Conforme Hebreus capítulo 5 versos 8 e 9, Jesus aprendeu a obediência pelas coisas que sofreu, e, tendo sido aperfeiçoado, tornou-se o autor da salvação eterna para todos que O obedecem.

Está claro então, que crescer em obediência, é também passar por sofrimentos. Nosso ego será dia a dia esmagado; e nossa vontade própria, da carne, nossos sentimentos, terá que ser escravizados à cruz. Só aí poderemos estar na vontade do Pai.

Será quando então, conseguiremos estar em obediência a Cristo.

Não queremos estar no rol daqueles que no juízo, dirão: "Mas não expulsávamos demônio em seu nome, e curávamos, e fazíamos sinais?!", quando então Jesus dirá – "Apartai-vos de mim, vós que cometeis a iniqüidade, nunca vos conheci!" (Mateus 7:21-23)

Certamente, que essas são pessoas, que não buscaram incessantemente, a vontade do Pai, porém, contentaram-se com o poder do nome de Jesus, com o compromisso de Deus com sua Igreja, e, acima de tudo, não quiseram passar pelo sofrimento de ter seu "eu" crucificado, pois aí poderiam ser realmente usados por Deus, e não apenas seriam pessoas que fizeram algumas coisas que estão na palavra de Deus, ouvindo a si mesmas.

"... Eis que o obedecer é melhor do que sacrificar, o atender, melhor que a gordura de carneiros." (1 Samuel 15:22)

Oh, que possamos estar dedicando cada vez mais tempo em buscar a vontade do Pai, para obedecê-la, do que fazer aquilo que está em nossos corações!

Infelizmente, podemos estar fazendo muitas ações, que estão em conformidade com a Palavra de Deus; talvez dando esmolas, por exemplo, por dever de consciência, a alguém, que na verdade, segundo o coração do Pai, naquele momento deveria é estar recebendo uma palavra do reino e uma oração de poder.

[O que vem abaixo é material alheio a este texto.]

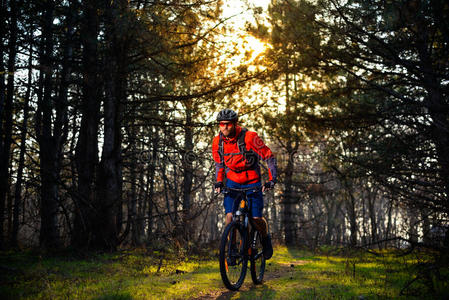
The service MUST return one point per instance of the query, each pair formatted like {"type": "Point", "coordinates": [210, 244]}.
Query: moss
{"type": "Point", "coordinates": [290, 274]}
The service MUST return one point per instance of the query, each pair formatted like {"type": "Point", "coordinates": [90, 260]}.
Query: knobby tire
{"type": "Point", "coordinates": [233, 265]}
{"type": "Point", "coordinates": [256, 257]}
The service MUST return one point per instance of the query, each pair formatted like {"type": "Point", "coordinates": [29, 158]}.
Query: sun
{"type": "Point", "coordinates": [254, 46]}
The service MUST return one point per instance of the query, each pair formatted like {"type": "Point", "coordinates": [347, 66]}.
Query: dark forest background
{"type": "Point", "coordinates": [108, 112]}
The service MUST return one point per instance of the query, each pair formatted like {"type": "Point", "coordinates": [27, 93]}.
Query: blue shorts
{"type": "Point", "coordinates": [232, 199]}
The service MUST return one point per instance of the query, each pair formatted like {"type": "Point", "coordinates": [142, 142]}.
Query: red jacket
{"type": "Point", "coordinates": [234, 167]}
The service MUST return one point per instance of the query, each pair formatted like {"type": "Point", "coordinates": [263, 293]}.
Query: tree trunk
{"type": "Point", "coordinates": [6, 115]}
{"type": "Point", "coordinates": [188, 174]}
{"type": "Point", "coordinates": [150, 190]}
{"type": "Point", "coordinates": [23, 135]}
{"type": "Point", "coordinates": [86, 153]}
{"type": "Point", "coordinates": [110, 171]}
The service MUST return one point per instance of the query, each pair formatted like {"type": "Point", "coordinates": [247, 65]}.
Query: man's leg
{"type": "Point", "coordinates": [228, 218]}
{"type": "Point", "coordinates": [260, 223]}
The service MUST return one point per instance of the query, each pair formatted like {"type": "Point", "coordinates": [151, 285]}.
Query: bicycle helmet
{"type": "Point", "coordinates": [227, 115]}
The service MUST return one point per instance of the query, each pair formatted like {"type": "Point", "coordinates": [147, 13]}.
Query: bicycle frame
{"type": "Point", "coordinates": [249, 249]}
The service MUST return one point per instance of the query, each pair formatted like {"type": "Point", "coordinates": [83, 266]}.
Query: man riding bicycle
{"type": "Point", "coordinates": [236, 152]}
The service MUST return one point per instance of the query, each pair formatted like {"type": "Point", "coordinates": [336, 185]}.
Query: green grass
{"type": "Point", "coordinates": [290, 274]}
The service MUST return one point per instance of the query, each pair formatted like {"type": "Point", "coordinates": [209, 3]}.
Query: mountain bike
{"type": "Point", "coordinates": [241, 242]}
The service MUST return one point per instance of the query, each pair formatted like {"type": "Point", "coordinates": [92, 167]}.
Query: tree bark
{"type": "Point", "coordinates": [6, 115]}
{"type": "Point", "coordinates": [86, 154]}
{"type": "Point", "coordinates": [23, 135]}
{"type": "Point", "coordinates": [188, 174]}
{"type": "Point", "coordinates": [48, 143]}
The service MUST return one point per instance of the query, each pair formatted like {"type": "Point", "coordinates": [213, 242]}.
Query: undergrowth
{"type": "Point", "coordinates": [169, 274]}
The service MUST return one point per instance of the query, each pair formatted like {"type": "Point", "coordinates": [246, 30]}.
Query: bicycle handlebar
{"type": "Point", "coordinates": [227, 189]}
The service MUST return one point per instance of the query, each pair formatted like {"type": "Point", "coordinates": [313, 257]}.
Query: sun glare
{"type": "Point", "coordinates": [254, 46]}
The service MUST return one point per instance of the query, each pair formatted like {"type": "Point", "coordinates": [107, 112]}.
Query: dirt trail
{"type": "Point", "coordinates": [271, 272]}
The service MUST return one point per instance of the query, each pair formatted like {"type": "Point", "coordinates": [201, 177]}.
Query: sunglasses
{"type": "Point", "coordinates": [224, 124]}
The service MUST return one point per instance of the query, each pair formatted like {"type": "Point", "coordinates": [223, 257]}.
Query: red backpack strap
{"type": "Point", "coordinates": [241, 141]}
{"type": "Point", "coordinates": [220, 148]}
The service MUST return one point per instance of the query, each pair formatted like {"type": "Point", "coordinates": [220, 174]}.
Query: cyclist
{"type": "Point", "coordinates": [236, 152]}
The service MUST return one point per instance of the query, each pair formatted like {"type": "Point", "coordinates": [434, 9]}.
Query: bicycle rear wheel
{"type": "Point", "coordinates": [233, 259]}
{"type": "Point", "coordinates": [257, 258]}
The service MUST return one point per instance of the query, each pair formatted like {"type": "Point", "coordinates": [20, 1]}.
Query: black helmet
{"type": "Point", "coordinates": [227, 115]}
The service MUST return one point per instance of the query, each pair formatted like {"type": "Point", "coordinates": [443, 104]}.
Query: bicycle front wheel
{"type": "Point", "coordinates": [233, 259]}
{"type": "Point", "coordinates": [257, 258]}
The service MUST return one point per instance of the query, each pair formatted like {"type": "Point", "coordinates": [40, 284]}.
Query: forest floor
{"type": "Point", "coordinates": [168, 274]}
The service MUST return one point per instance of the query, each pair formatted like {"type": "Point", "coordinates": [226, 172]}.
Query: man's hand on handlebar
{"type": "Point", "coordinates": [218, 187]}
{"type": "Point", "coordinates": [268, 186]}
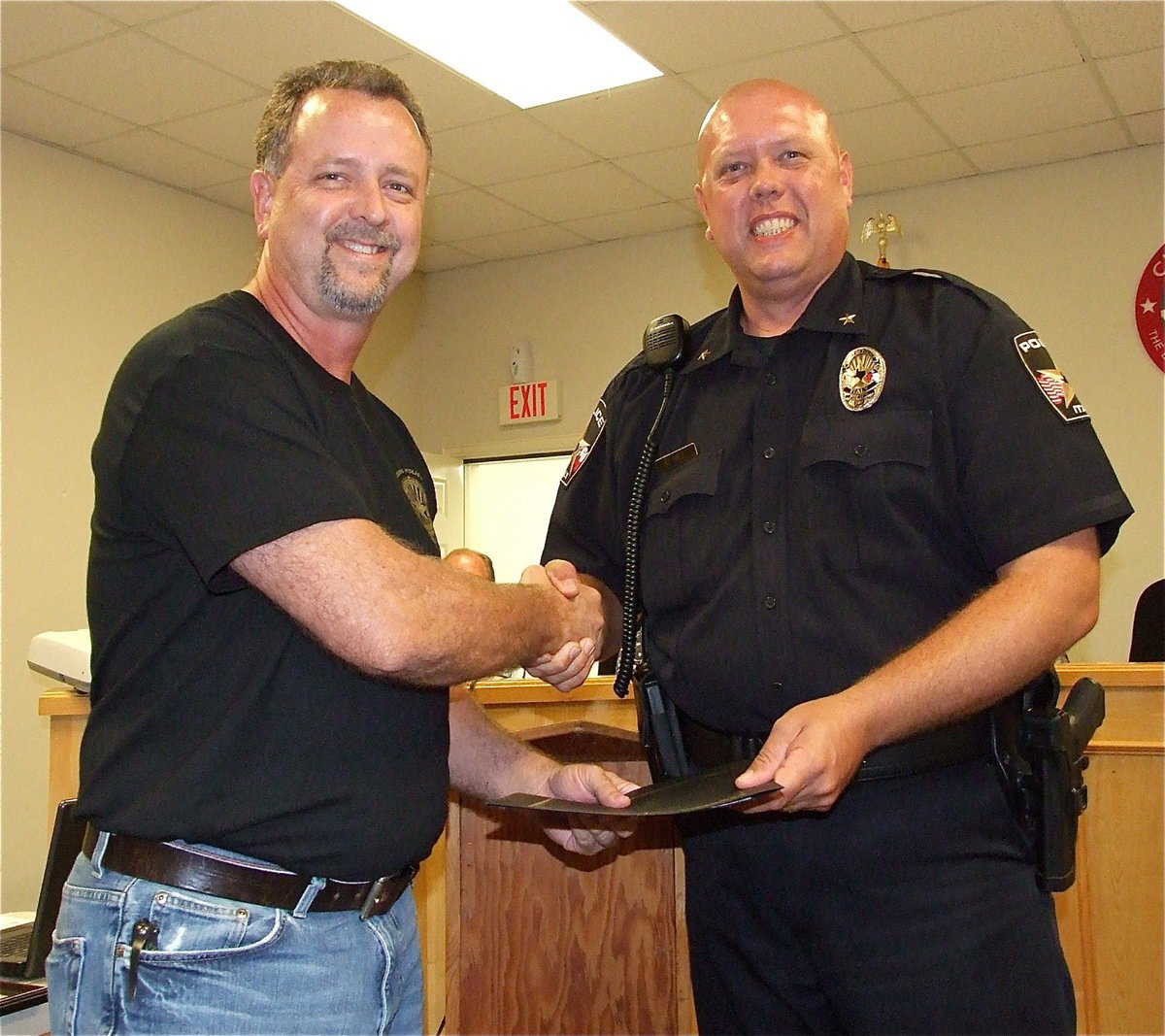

OUVIMOS NOSSA CONSCIÊNCIA, MAS NÃO OUVIMOS A DEUS

Ele nos inquirirá a respeito daquela alma que deixamos de evangelizar.

Tenhamos em mente, que só o viver no Espírito nos conduz a estar em obediência à plena vontade do Pai.

O Espírito Santo é um grande cavalheiro, e jamais se interporá às nossas vontades e decisões.

Lutemos incessantemente, para dar-lhe plena liberdade de nos ensinar e revelar Deus Pai.

Há dois importantes aspectos que devem ser considerados: CONFIAR NA SALVAÇÃO DE CRISTO E OBEDECER À AUTORIDADE DE DEUS.

A Bíblia define o pecado como transgressão (1 João 3:4). A transgressão é desobediência à autoridade de Deus; e isto é pecado.

Ora, o pecado é uma questão de conduta, mas transgressão é uma questão de atitude de coração. Obedecer às autoridades delegadas por Deus é uma questão de princípio. Desobedecê-las, porém, é rebeldia.